L'émergence de l'"Évangile social" dans le contexte américain, particulièrement dans les années 1970, a cherché à répondre à cette question. Des figures comme Jimmy Carter, bien qu'ayant échoué à imposer son message de justice sociale, ont tenté de relier les principes chrétiens à des causes telles que la justice économique et raciale. Mais la montée de la droite chrétienne, notamment avec la présidence de Ronald Reagan, a fait dévier ce mouvement vers une vision plus individualiste, où la piété personnelle et la liberté économique ont pris le pas sur les préoccupations sociales. L'impact de cette évolution a été considérable : en s'alignant étroitement avec le capitalisme de marché et en minimisant les questions sociales au nom de la liberté individuelle, la droite chrétienne a contribué à une fracture idéologique, où l'engagement chrétien pour la justice sociale a été relégué au second plan.
Cependant, le retour possible d'un "Évangile social" dans le discours public aujourd'hui pourrait représenter une réponse à cette dérive.

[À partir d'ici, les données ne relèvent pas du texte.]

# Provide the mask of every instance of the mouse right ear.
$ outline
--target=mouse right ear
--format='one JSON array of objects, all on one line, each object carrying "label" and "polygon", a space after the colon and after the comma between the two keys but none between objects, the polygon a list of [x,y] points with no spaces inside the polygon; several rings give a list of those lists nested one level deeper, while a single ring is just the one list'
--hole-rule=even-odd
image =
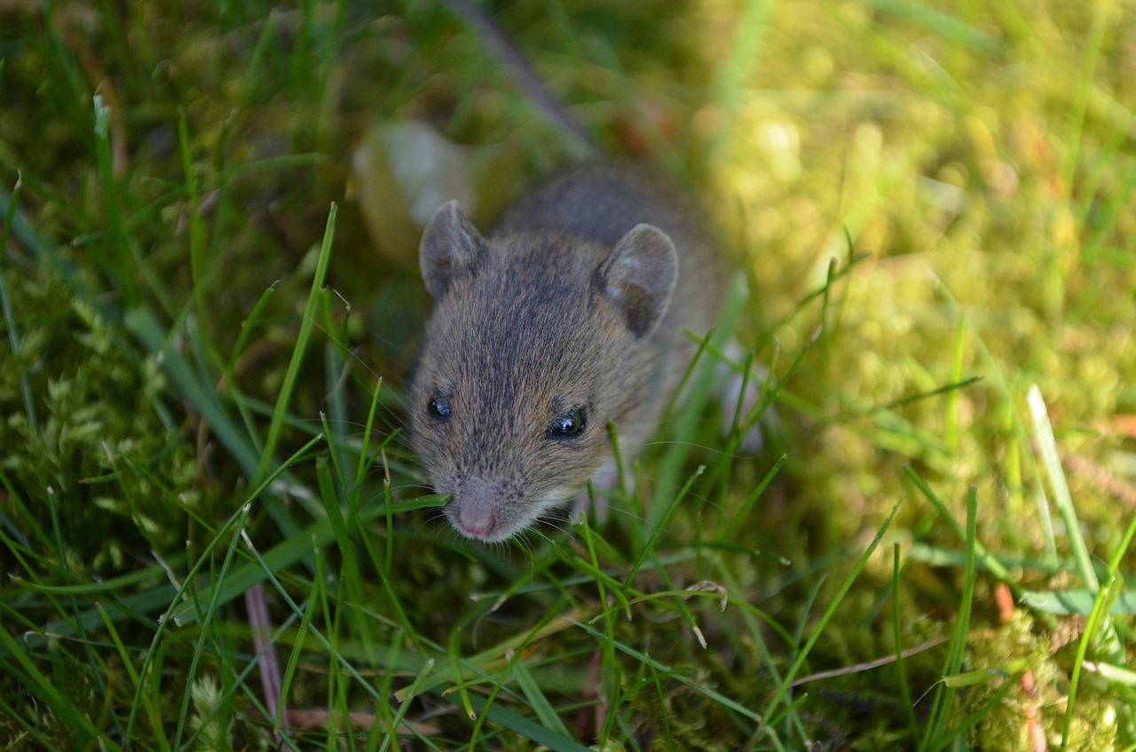
[{"label": "mouse right ear", "polygon": [[434,212],[418,245],[426,290],[441,300],[456,279],[473,273],[487,256],[485,239],[461,214],[458,202],[448,201]]}]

Le concept n'évoque pas un retour à une théocratie ou à une domination religieuse de l'espace public, mais plutôt un espace public pluraliste où les voix chrétiennes, et plus particulièrement les voix évangéliques, peuvent revendiquer un rôle dans la construction d'une société juste et équitable. Cela nécessite une redéfinition de la justice sociale qui ne se contente pas de répondre aux besoins immédiats des individus, mais qui cherche également à réformer les structures sociales et économiques. L'idée d'un "Évangile social" repose donc sur la conviction que le christianisme, loin d'être un projet individuel, doit être vécu dans un cadre collectif qui vise à restaurer l'équilibre social, à répondre aux injustices historiques et à promouvoir le bien-être commun.

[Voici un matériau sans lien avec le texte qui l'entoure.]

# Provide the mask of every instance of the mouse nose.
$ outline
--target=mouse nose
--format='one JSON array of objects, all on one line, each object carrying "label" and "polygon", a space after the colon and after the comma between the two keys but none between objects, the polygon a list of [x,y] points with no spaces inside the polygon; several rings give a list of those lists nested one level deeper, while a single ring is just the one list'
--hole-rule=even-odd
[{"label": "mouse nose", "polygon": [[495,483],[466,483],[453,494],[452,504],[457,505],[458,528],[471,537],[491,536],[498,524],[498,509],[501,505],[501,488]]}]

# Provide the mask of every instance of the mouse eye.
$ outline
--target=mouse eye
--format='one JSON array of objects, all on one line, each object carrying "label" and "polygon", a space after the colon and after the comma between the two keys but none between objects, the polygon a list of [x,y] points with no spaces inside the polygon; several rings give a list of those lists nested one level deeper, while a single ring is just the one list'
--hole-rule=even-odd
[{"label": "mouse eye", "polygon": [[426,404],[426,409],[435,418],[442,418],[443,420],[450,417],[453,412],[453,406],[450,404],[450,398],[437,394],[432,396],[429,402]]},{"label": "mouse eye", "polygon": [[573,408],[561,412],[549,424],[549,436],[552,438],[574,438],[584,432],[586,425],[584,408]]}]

Au-delà de la théologie chrétienne elle-même, il est crucial de comprendre que l'"Évangile social" implique une révision profonde des valeurs qui gouvernent nos sociétés modernes. L'adhésion à la liberté individuelle, le respect des droits de l'homme et l'égalité des chances sont des principes centraux dans les démocraties contemporaines, mais la manière dont ces principes sont appliqués varie considérablement selon les contextes sociaux et économiques. L'une des difficultés majeures réside dans le fait que les systèmes politiques actuels, qu'ils soient de gauche ou de droite, n'ont pas su intégrer pleinement les questions de justice sociale et de solidarité dans leurs projets de société. Un "Évangile social" revitalisé pourrait permettre de combler cette lacune en inspirant une politique chrétienne axée sur l'égalité économique, la dignité humaine et l'inclusion sociale, tout en cherchant à ne pas réduire la foi chrétienne à un simple outil de justification politique.

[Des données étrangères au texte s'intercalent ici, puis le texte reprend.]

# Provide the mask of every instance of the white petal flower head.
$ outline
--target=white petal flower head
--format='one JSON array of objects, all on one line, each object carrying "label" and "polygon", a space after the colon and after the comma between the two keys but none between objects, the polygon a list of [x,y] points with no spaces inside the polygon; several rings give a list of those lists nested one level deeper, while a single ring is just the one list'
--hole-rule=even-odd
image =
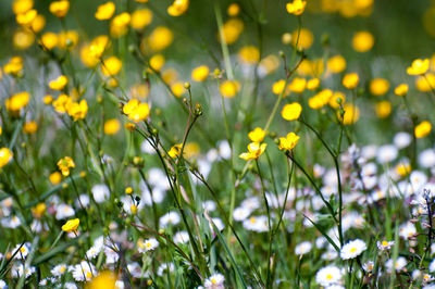
[{"label": "white petal flower head", "polygon": [[295,254],[304,255],[311,251],[312,244],[309,241],[301,242],[295,247]]},{"label": "white petal flower head", "polygon": [[104,184],[95,185],[91,191],[97,203],[102,203],[110,197],[110,190]]},{"label": "white petal flower head", "polygon": [[[394,268],[399,272],[402,268],[405,268],[405,266],[407,265],[407,260],[403,256],[399,256],[396,260],[396,263],[394,265]],[[387,272],[391,273],[393,272],[393,259],[389,259],[386,263],[385,266],[387,267]]]},{"label": "white petal flower head", "polygon": [[356,239],[343,246],[340,251],[340,257],[343,260],[353,259],[359,256],[365,250],[366,250],[365,242],[360,239]]},{"label": "white petal flower head", "polygon": [[403,149],[411,144],[412,137],[410,134],[400,131],[395,137],[393,142],[396,144],[397,148]]},{"label": "white petal flower head", "polygon": [[204,281],[204,287],[207,289],[223,289],[224,288],[225,277],[222,274],[213,274]]},{"label": "white petal flower head", "polygon": [[338,285],[341,280],[341,271],[334,266],[326,266],[318,271],[315,274],[315,281],[321,286]]},{"label": "white petal flower head", "polygon": [[150,238],[145,241],[137,241],[139,253],[152,251],[159,247],[159,241],[156,238]]},{"label": "white petal flower head", "polygon": [[393,144],[385,144],[378,148],[376,160],[381,164],[390,163],[398,155],[398,150]]}]

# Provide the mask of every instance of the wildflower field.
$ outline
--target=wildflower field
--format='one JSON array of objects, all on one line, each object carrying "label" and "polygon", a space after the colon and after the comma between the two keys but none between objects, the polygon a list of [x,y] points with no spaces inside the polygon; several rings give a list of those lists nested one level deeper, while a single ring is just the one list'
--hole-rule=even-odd
[{"label": "wildflower field", "polygon": [[1,288],[435,288],[435,1],[1,0]]}]

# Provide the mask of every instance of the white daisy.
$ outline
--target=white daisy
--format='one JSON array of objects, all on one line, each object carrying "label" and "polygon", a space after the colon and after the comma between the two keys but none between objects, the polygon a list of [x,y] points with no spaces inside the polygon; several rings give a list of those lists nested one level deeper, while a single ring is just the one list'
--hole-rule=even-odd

Enfin, il est essentiel de souligner que l'idée d'un "Évangile social" ne doit pas être réduite à une simple question théologique ou idéologique. Elle interroge avant tout la capacité de la société moderne à réconcilier les principes de liberté individuelle avec ceux de solidarité et de justice collective. Si le christianisme a un rôle à jouer dans cette réconciliation, il doit être compris comme un moteur d'action sociale, non comme une réaffirmation des anciennes structures de pouvoir. En ce sens, un "Évangile social" pourrait non seulement être une réponse aux défis sociaux actuels, mais également un catalyseur pour une transformation plus profonde des valeurs qui sous-tendent notre vie en société.